5.2.4. chase::ChasePerfData¶
This class defines the performance data for different algorithm and numerical kernels of ChASE, e.g., the floating operations of ChASE for given size of matrix and a required number of eigenpairs to be computed.
The chase::ChasePerfData
class collects and handles information relative to the
execution of the eigensolver. It collects information about
Number of subspace iterations
Number of filtered vectors
Timings of each main algorithmic procedure (Lanczos, Filter, etc.)
Number of FLOPs executed
The number of iterations and filtered vectors can be used to monitor the behavior of the algorithm as it attempts to converge all the desired eigenpairs. The timings and number of FLOPs are use to measure performance, especially parallel performance. The timings are stored in a vector of objects derived by the class template std::chrono::duration.
Note
For more details of all available functions, please refer to Performance.
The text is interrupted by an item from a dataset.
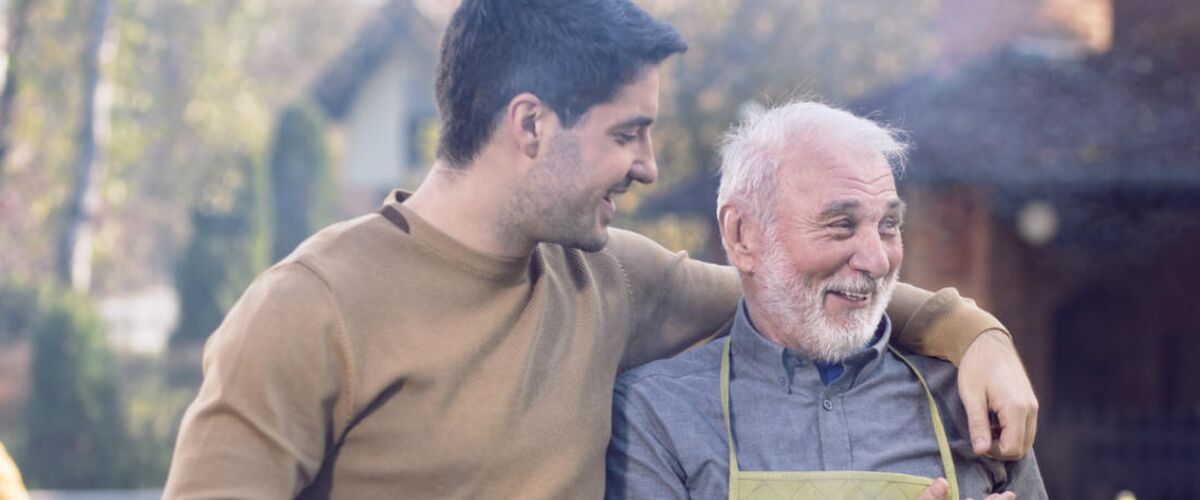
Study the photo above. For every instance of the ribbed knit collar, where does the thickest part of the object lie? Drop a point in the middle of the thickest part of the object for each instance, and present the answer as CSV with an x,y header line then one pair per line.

5.2.5. chase::PerformanceDecoratorChase¶
This is a class derived from the chase::Chase
which plays the
role of interface for the kernels used by the library. All
members of the chase::Chase
class are virtual functions. These
functions are re-implemented in the chase::PerformanceDecoratorChase
class. All derived members that provide an interface to
computational kernels are re-implemented by decorating the
original function with time pointers which are members of the
chase::ChasePerfData
class. All derived members that provide an
interface to input or output data are called without any
specific decoration. In addition to the virtual member of the
chase::Chase
class, the chase::PerformanceDecoratorChase
class has also among
its public members a reference to an object of type
chase::ChasePerfData
. When using Chase to solve an eigenvalue problem,
the members of the PerformanceDecoratorChase are called instead
of the virtual functions members of the chase::Chase
class. In this
way, all parameters and counters are automatically invoked and
returned in the correct order.
Note
For more details of all available functions, please refer to Performance.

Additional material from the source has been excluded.